I think the interpretation of the tests that are returned from liquid biopsies need to be put in a clinical context to know if the cancer is responding to therapy, for example, is progressing or regressing, for example. All of those endpoints need to be established.

A recent survey found that doctors think genomic testing for cancer is important, but that the tests are overhyped. What's your view of these tests?

I would say that molecular testing for many forms of cancer is state of the practice at this point, it's state of the care. I'm sure that there are some institutions that have implemented tests that provide results that may not be clinically useful, but certainly overall, I consider molecular testing the standard of care in 2017.
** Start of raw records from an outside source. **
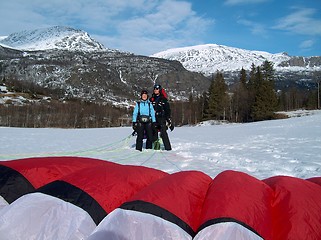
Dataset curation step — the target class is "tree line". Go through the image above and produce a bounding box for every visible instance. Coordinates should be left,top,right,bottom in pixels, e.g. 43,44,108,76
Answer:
172,61,320,125
0,61,320,128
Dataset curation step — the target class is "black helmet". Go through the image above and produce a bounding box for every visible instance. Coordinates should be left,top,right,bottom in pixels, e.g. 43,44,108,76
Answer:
154,84,162,90
140,89,148,96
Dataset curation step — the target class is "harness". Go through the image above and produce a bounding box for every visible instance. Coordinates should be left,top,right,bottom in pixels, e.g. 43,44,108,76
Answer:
137,102,151,123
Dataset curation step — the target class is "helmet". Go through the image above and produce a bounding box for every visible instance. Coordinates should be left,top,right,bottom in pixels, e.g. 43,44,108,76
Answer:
154,84,162,90
140,89,148,96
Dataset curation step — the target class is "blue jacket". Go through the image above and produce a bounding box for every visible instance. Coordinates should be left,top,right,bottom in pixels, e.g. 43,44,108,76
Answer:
133,100,156,122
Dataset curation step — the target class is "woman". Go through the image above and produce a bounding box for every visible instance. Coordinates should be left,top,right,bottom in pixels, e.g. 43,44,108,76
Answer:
133,90,156,151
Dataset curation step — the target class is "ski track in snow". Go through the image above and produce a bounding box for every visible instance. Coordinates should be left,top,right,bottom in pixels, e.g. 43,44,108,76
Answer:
0,111,321,179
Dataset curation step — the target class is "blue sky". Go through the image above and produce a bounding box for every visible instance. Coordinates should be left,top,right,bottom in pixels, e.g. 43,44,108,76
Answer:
0,0,321,56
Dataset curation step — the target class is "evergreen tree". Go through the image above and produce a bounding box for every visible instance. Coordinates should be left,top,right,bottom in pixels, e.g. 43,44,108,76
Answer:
233,68,250,122
204,71,228,120
251,61,278,121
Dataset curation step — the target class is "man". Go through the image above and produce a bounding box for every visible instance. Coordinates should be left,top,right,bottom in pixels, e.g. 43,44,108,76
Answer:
133,90,156,151
149,84,174,151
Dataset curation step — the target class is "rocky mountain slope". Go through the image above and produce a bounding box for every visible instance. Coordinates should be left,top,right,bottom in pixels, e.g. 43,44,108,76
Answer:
0,26,106,52
152,44,321,88
0,27,210,105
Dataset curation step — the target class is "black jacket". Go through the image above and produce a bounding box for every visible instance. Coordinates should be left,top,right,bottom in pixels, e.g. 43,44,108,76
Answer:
149,94,171,120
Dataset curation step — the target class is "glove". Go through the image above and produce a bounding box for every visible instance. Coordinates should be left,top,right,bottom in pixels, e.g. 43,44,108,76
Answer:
166,118,174,131
152,123,158,131
133,122,137,132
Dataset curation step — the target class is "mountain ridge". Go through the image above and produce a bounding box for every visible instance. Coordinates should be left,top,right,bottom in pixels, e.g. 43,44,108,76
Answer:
0,26,108,51
151,44,321,76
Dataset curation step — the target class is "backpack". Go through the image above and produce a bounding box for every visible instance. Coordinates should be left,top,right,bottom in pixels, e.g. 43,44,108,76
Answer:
137,102,152,123
160,88,167,99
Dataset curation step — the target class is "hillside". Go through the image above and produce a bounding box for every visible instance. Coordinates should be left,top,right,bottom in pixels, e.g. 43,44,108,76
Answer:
0,27,210,106
152,44,321,88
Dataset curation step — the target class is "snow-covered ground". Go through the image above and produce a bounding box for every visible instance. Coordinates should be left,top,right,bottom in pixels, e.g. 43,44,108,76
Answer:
0,111,321,179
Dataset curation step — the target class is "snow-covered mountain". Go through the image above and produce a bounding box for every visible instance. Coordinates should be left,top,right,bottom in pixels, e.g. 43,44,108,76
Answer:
0,26,106,52
151,44,321,76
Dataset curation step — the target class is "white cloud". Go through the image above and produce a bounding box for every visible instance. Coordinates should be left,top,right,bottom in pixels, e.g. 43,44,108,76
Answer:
0,0,214,54
237,19,268,37
300,40,315,49
273,8,321,36
224,0,269,5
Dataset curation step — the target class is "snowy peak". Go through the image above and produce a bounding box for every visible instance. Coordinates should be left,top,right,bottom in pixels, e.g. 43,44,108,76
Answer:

Another survey found that doctors prefer using immunotherapies over experimental drugs based on results from an NGS test. What's your opinion?

I think that depending on the type of cancer, immunotherapies are becoming either an alternative or sometimes a first-line therapy. Certainly, in melanoma, some forms of lung cancer, it has become relatively routine if the specific markers are positive. That's not true for all cancer types.

For brain tumors, we really hope that immunotherapies will become more relevant and more widely used, but we still need to find those drugs that work in brain tumors, and thus far, we haven't found them.